Contract terms for cloud computing services are evolving, driven by users’ attempts to negotiate providers’ standard terms to make them more suitable for their requirements, as well as market developments, particularly among cloud integrators. This Article, drawing on sources including interviews with cloud computing providers, users and other market actors, is the first in-depth research into how cloud contracts are negotiated. In particular, we have focused on instances where users have requested changes to providers’ standard terms, and the extent to which providers agreed to those changes. We have found that the terms that generated the most negotiation were provider liability, service level agreements, data protection and security, termination rights, unilateral amendments to service features, and intellectual property rights. Changes to providers’ standard terms are likely to filter down from large deals where users have negotiated amendments, and filter up from regulatory action affecting the consumer market. This Article suggests a multiplicity of approaches are emerging, rather than a de facto ‘cloud’ model, with market participants developing a range of cloud services with different contractual terms, priced at different levels, and embracing standards and certifications that aid legal certainty and compliance, particularly for small and medium-sized enterprise users.

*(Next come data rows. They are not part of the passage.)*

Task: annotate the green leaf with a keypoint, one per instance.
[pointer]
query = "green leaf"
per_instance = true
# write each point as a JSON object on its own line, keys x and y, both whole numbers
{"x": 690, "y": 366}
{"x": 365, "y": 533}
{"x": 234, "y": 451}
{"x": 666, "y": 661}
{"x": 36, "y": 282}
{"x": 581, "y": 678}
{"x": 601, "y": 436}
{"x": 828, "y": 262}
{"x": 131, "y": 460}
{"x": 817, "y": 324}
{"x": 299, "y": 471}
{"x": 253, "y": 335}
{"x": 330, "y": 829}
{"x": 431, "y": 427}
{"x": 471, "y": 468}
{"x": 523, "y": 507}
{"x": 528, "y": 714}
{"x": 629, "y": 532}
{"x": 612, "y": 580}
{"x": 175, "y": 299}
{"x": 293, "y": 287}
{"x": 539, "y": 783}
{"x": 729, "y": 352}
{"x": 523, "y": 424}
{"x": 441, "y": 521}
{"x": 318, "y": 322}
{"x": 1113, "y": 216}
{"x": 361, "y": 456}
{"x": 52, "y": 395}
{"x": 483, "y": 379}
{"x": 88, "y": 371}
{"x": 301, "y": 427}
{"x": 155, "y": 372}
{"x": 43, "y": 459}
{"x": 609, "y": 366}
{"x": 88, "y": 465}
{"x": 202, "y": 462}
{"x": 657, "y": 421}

Ecellent article, in my opinion it addresses all major issues regarding contractual disputes, discussions between cloud service provider, integrator and user.

I think this is an excellent and useful research paper. I would have liked this to add aspects on ‘jurisdiction as to place’ as cloud provider are typically judicially separated from users. It gets further complicated when an integrator is sitting in an alternate geographic location. Contracts typically have a clause detailing as to applicable laws and this can get very confusing. Having executed many contracts (cloud or otherwise) in my life time, I find lawyers passionately defend 'jurisdiction as to place' as they cannot fight their cases elsewhere!